Je le regardai fixement et je dis:
– Vous avez peur, mon oncle! Vous avez des remords.
– Non, mon ami, je n’ai pas de remords! s’écria-t-il avec beaucoup de fougue. Je ne crains plus rien. Mes résolutions sont fermement prises. Tu ne sais pas, tu ne peux t’imaginer ce qu’ils viennent d’exiger de moi. Pouvais-je consentir? Non et je le leur prouverai. Je me suis révolté. Il fallait bien que le jour arrivât où je leur montrerais mon énergie. Mais, sais-tu, mon ami, je regrette de t’avoir fait demander. Il sera pénible à Foma de t’avoir pour témoin de son humiliation. Vois-tu, je voudrais le renvoyer d’une façon délicate, sans l’abaisser. Mais ce n’est qu’une manière de parler; j’aurai beau envelopper mes paroles les plus adoucies, il n’en sera pas moins humilié! Je suis brutal, sans éducation; je suis capable de lâcher quelque mot que je serai le premier à regretter. Il n’en demeure pas moins qu’il m’a fait beaucoup de bien… Va-t-en, mon ami… Voilà qu’on l’amène; on l’amène! Sérioja, sors, je t’en supplie… Je te raconterai tout. Sors, au nom du Christ!
Et mon oncle me conduisit vers la terrasse au moment même où Foma faisait son entrée.

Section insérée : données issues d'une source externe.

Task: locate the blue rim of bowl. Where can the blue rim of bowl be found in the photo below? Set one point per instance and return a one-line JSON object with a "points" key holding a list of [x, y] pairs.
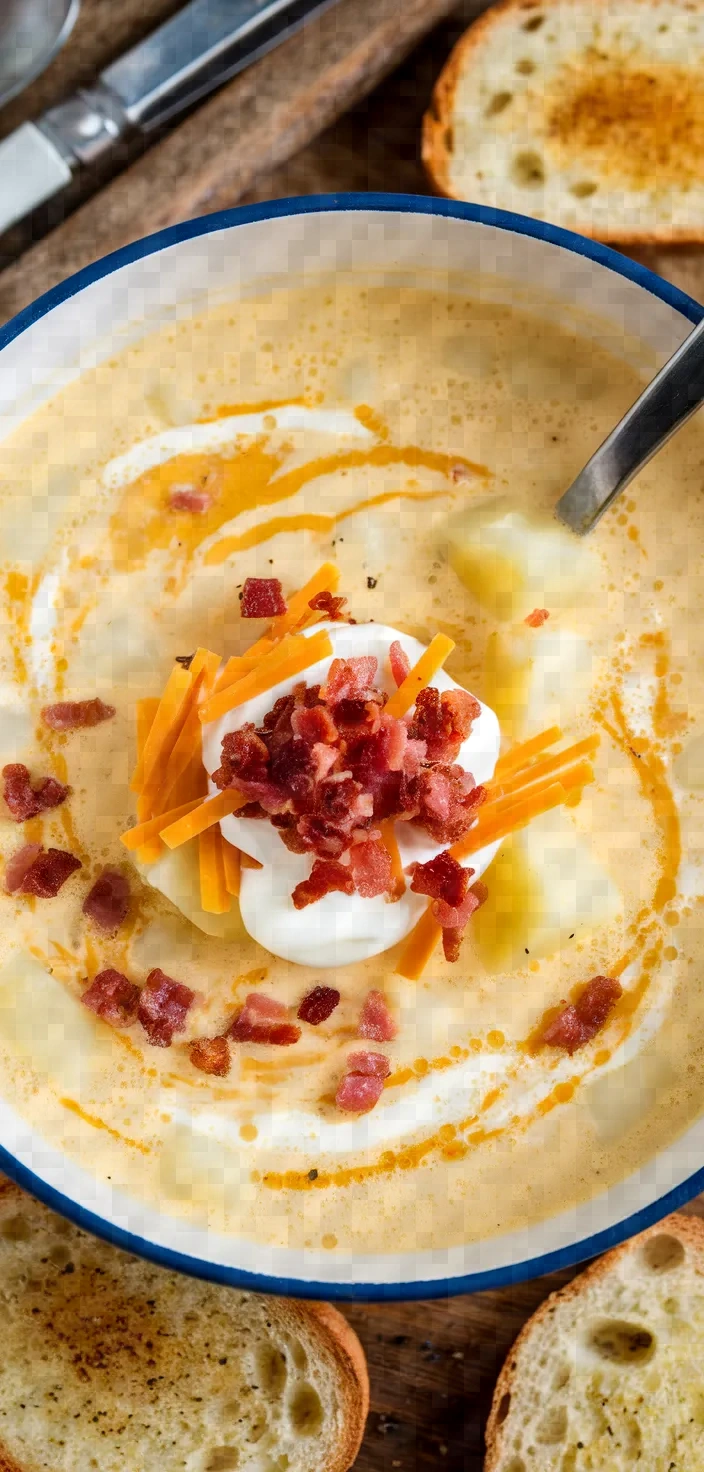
{"points": [[13, 1168]]}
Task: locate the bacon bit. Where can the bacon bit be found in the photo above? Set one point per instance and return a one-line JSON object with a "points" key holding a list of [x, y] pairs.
{"points": [[446, 800], [19, 864], [536, 618], [112, 997], [358, 1092], [326, 604], [460, 473], [371, 869], [47, 873], [314, 724], [444, 722], [211, 1056], [376, 1020], [71, 716], [318, 1004], [454, 919], [262, 598], [164, 1007], [108, 903], [262, 1020], [326, 878], [349, 679], [579, 1022], [323, 760], [441, 878], [186, 498], [399, 663], [243, 755], [374, 1064], [25, 801]]}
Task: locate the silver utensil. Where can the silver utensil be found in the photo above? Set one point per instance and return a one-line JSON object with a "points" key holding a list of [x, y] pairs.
{"points": [[202, 46], [31, 33], [664, 405]]}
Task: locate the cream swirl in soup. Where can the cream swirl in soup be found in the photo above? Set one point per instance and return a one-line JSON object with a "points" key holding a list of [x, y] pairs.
{"points": [[416, 443]]}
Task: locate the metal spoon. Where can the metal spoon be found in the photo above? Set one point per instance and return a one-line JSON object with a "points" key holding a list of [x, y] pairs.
{"points": [[664, 405], [31, 33]]}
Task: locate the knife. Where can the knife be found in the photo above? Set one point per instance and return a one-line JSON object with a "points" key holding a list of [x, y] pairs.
{"points": [[184, 59]]}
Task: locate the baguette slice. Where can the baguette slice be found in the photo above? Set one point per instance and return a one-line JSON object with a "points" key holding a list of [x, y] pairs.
{"points": [[112, 1363], [581, 112], [609, 1374]]}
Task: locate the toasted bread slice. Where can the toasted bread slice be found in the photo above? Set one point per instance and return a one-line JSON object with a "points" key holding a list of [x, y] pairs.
{"points": [[581, 112], [607, 1375], [115, 1365]]}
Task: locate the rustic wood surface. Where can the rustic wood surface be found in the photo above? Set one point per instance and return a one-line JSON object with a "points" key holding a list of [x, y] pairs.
{"points": [[432, 1365]]}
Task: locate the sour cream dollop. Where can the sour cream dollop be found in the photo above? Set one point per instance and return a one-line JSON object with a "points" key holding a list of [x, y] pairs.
{"points": [[338, 929]]}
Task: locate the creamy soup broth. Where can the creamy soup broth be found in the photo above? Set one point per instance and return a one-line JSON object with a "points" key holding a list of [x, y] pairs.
{"points": [[476, 1132]]}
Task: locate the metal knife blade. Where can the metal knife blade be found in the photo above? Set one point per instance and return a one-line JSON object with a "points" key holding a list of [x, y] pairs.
{"points": [[199, 49]]}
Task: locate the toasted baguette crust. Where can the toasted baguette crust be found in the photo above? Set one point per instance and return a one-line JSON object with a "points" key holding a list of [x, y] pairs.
{"points": [[438, 127], [318, 1327], [688, 1229]]}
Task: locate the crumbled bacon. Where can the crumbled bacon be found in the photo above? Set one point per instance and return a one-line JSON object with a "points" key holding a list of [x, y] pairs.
{"points": [[351, 679], [363, 1084], [211, 1056], [326, 878], [164, 1007], [262, 1019], [112, 997], [376, 1020], [106, 904], [187, 498], [71, 716], [371, 869], [19, 864], [446, 800], [46, 875], [329, 763], [399, 663], [243, 758], [358, 1092], [262, 598], [373, 1064], [25, 801], [314, 724], [444, 722], [441, 878], [579, 1022], [318, 1004], [536, 618], [329, 605], [323, 760]]}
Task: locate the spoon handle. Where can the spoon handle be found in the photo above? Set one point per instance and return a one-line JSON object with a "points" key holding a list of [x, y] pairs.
{"points": [[673, 396]]}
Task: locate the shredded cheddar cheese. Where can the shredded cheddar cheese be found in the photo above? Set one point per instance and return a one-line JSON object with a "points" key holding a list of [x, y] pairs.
{"points": [[273, 669], [519, 755], [419, 947], [420, 676], [231, 867], [150, 829], [202, 817], [214, 894]]}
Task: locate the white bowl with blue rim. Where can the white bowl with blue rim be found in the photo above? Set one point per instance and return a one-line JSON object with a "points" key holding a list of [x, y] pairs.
{"points": [[176, 273]]}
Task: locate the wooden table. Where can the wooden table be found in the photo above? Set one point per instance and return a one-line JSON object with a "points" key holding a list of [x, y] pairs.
{"points": [[310, 119]]}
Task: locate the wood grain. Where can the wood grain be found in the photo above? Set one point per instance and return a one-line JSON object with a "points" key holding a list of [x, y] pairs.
{"points": [[433, 1368], [251, 125]]}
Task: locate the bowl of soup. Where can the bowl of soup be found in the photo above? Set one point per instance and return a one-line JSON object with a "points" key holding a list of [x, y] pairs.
{"points": [[351, 833]]}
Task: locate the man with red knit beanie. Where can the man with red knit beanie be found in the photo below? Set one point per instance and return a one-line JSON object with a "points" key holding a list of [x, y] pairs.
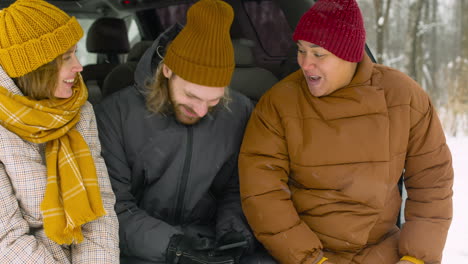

Je dois confesser que je ne m’en allai pas. Je décidai de rester où j’étais. Il y faisait noir et, par conséquent, on ne pouvait me voir. Je résolus d’écouter!
Je ne cherche pas à excuser mon action, mais je dis hautement que ce fut un exploit de martyr, quand je pense que je pus écouter des choses pareilles pendant toute une grande demi-heure sans perdre patience. J’étais placé de manière non seulement à fort bien voir, mais aussi à bien entendre.